A reflection after six months at a frontier AI lab
“AI will replace jobs” was the debate of 2025. After six months working at a frontier AI lab, I’m privileged to have a different take. (Six months doesn’t sound long, but in AI time it’s an eternity.)
Tl;dr: AI didn’t replace my job. It replaced the easy parts. And that made everything harder.
First, the time AI saves becomes time for more thinking.
If AI reduces a coding task from 2 hours to 30 minutes, you don’t get 90 minutes of rest. You get 90 minutes of the next problem, either delivering three similar tasks or deciding what to tackle next. The cognitive load doesn’t decrease. It concentrates.
Second, AI takes the fun parts of the job.
Writing code, for example, used to have rhythm. You’d get in “the zone”—a meditative state where your mind wanders productively and your fingers follow. It is work, but it is also rest. That’s why most software engineers love coding.
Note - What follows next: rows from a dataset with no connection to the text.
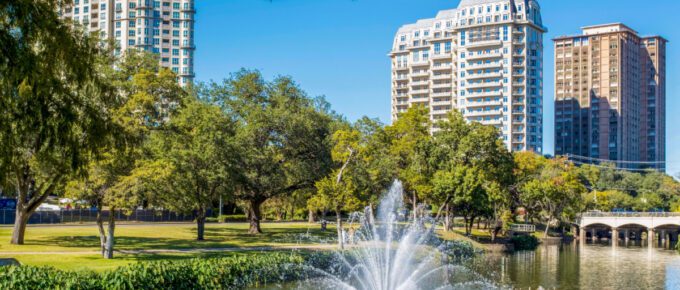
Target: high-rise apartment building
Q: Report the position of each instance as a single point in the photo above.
(610, 97)
(485, 59)
(164, 27)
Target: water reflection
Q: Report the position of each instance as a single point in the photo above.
(591, 266)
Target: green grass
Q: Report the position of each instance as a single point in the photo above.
(71, 242)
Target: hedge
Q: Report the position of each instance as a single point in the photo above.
(525, 242)
(219, 273)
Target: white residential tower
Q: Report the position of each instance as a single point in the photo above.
(485, 59)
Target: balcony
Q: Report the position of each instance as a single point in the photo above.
(420, 73)
(442, 103)
(446, 66)
(420, 63)
(441, 94)
(470, 104)
(484, 94)
(442, 77)
(442, 85)
(483, 56)
(484, 85)
(441, 56)
(420, 83)
(487, 43)
(495, 64)
(484, 113)
(484, 75)
(420, 92)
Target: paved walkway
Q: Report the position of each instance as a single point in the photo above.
(181, 251)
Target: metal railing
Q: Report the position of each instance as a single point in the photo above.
(629, 214)
(87, 215)
(523, 228)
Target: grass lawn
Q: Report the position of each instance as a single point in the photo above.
(75, 247)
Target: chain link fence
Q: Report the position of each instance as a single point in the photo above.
(87, 215)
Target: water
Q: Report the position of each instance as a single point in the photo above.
(385, 254)
(571, 266)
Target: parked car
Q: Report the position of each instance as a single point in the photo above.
(48, 207)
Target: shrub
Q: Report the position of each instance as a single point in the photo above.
(525, 242)
(220, 273)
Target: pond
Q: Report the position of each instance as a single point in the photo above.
(598, 266)
(570, 266)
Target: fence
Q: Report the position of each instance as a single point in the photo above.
(523, 228)
(88, 215)
(629, 214)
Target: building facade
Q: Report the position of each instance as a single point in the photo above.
(164, 27)
(610, 98)
(485, 59)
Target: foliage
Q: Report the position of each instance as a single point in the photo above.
(524, 242)
(474, 170)
(53, 106)
(409, 142)
(556, 192)
(223, 273)
(281, 136)
(609, 200)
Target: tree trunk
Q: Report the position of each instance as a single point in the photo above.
(341, 238)
(108, 251)
(310, 217)
(200, 224)
(447, 219)
(254, 216)
(415, 207)
(102, 232)
(21, 219)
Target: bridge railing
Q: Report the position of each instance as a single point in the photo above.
(523, 228)
(629, 214)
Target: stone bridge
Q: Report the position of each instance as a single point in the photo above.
(661, 229)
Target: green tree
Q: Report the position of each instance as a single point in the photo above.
(410, 146)
(477, 150)
(146, 97)
(557, 191)
(51, 107)
(282, 136)
(647, 202)
(200, 153)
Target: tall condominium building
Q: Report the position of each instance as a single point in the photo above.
(485, 59)
(164, 27)
(610, 97)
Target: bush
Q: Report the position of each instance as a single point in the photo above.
(220, 273)
(526, 242)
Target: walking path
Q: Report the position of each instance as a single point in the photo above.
(181, 251)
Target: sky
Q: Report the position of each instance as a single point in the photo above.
(338, 48)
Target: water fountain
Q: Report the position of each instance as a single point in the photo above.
(385, 254)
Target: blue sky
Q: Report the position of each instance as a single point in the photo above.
(338, 48)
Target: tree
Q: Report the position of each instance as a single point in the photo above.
(556, 191)
(200, 153)
(465, 150)
(409, 143)
(52, 106)
(282, 136)
(338, 189)
(146, 97)
(462, 186)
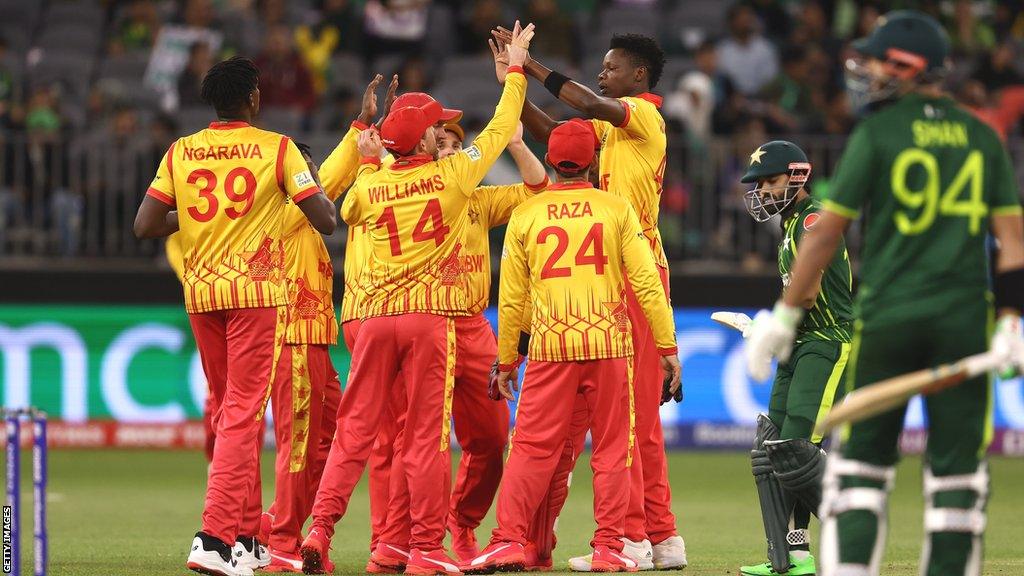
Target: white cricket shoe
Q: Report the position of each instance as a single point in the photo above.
(670, 553)
(249, 552)
(641, 552)
(209, 556)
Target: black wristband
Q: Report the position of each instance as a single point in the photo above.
(1009, 288)
(523, 343)
(554, 82)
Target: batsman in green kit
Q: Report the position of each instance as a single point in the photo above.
(935, 186)
(806, 384)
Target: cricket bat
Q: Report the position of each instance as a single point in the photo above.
(886, 395)
(734, 320)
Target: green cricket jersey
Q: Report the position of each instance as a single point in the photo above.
(833, 313)
(928, 175)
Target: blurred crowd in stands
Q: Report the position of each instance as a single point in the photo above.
(123, 77)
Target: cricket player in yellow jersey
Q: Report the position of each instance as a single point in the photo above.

When AI writes the code, that rhythm disappears.
Third, AI hallucinations mean constant verification.
In coding, it’s easy to test if AI got it right. Worst case, you verify it in production. (Please don’t do that.) In people management, as contrast, verification is more complicated. AI provides confident answers, but you can’t just trust them—not yet.
In sum: you’re accountable for the next cognitive heavy lift, AI took the enjoyable part, and you have to verify everything it produces. This is a recipe for burnout.
But here’s the thing: we’ve been here before.
Think about the shift from pencils to keyboards. Writing by hand was slow, but satisfying. Typing killed that ritual and opened up something better: faster editing, versioning, and document retrieval.
Or more dramatically, film to digital. Every shot mattered when you had 24 exposures. You waited days to see your photos. Digital destroyed that magic and created something entirely new: instant sharing, smart albums, and storytelling.
Each transition inevitably killed a ritual we didn’t know we loved, yet created possibilities we couldn’t have imagined.
I don’t know what the new rhythm looks like yet. But we should be excited (and maybe a little scared) about the adventure ahead.
Happy 2026.



The observation about losing the meditative "zone" when coding really cuts to something most takes on AI productivity miss. We're optimizing for output but nobody's measuring what happens when work becomes 100% decision-making with zero muscle memory breaks. I switched from illustration to digital art years back and teh first few months felt exhuasting in exactly this way - every choice required active thought instead of letting the brush do some of the thinking. The film-to-digital analogy is spot-on but there's probably a lag period we're not accounting for where burnout spikes before new rhythms emerge.
The sharing keeps me think. The next generatiom could be the Agentic Engineering era IMHO.